There There by Tommy Orange wasn’t the book I’d hoped it would be. Where Heart Berries was a deep dive in one woman’s psyche, There There is a shallow dip into the lives of many, many characters. That they both center on the varied experiences of Native Americans in mostly urban settings is the biggest similarity. And yet, it has a unique rhythm all its own.
Orange takes his characters up to the point of a powwow in Oakland, California. He tells the back story of a few, going back decades. Other stories are based more in the weeks around the powwow. A powwow is an organized event, bringing together Native Americans from various tribal backgrounds. One major feature is usually a dance competition, often with significant prize money attached.
In a way, Orange creates a powwow in his book. His characters have varied backgrounds, both in their Native heritage and in the life they lead outside it. They have a variety of threads tying them together. And everyone is doing a dance that brings them to the powwow in Oakland, each playing their own part. Most importantly, There There is a celebration and a poignant exposition of the urban aspects of Native American life in the 21st century.
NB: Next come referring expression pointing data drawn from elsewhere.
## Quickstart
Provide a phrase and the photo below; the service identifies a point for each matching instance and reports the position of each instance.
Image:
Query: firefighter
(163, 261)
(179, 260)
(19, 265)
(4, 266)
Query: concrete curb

In addition to its story arc, Tommy Orange also adds two essay sections to his novel, and those were my favorite part. He talks the hard truths about the treatment of Native Americans, as well as how that translates to their urban experience. It was intense, eye-opening, and jaw dropping.
From the book
“Getting us to cities was supposed to be the final, necessary step in our assimilation, absorption, erasure, the completion of a five-hundred-year-old genocidal campaign. But the city made us new, and we made it ours. We didn’t get lost amid the sprawl of tall buildings, the stream of anonymous masses, the ceaseless din of traffic. We found one another, started up Indian Centers, brought out our families and powwows, our dances, our songs, our beadwork.”
Like I said, this wasn’t quite the book I was hoping for. And yet, as the days have passed, I find myself thinking about Jackie Redfeather and Dean Oxendene. Dean is working on a video project to encourage Native Americans to tell their stories. Any story, without edits or interference. In a way, I think Dean is probably Orange’s voice. As a reader, I think they have parallels but I can’t say for sure.
And Jackie just broke me. She never had a chance to truly get past the wrongs that happened in her childhood and early teen years. Like many of the characters, her story was tough on the heart. But I respected her, and wanted so much more for her.
I listened to this as an audiobook, but I’ve also gone back and read the printed words of certain parts. The essay sections pulled me especially hard, being a regular nonfiction reader.
I think Tommy Orange is a voice we all need to listen to, and really hear. Understanding the experience of his community is part of opening our hearts to our indigenous people.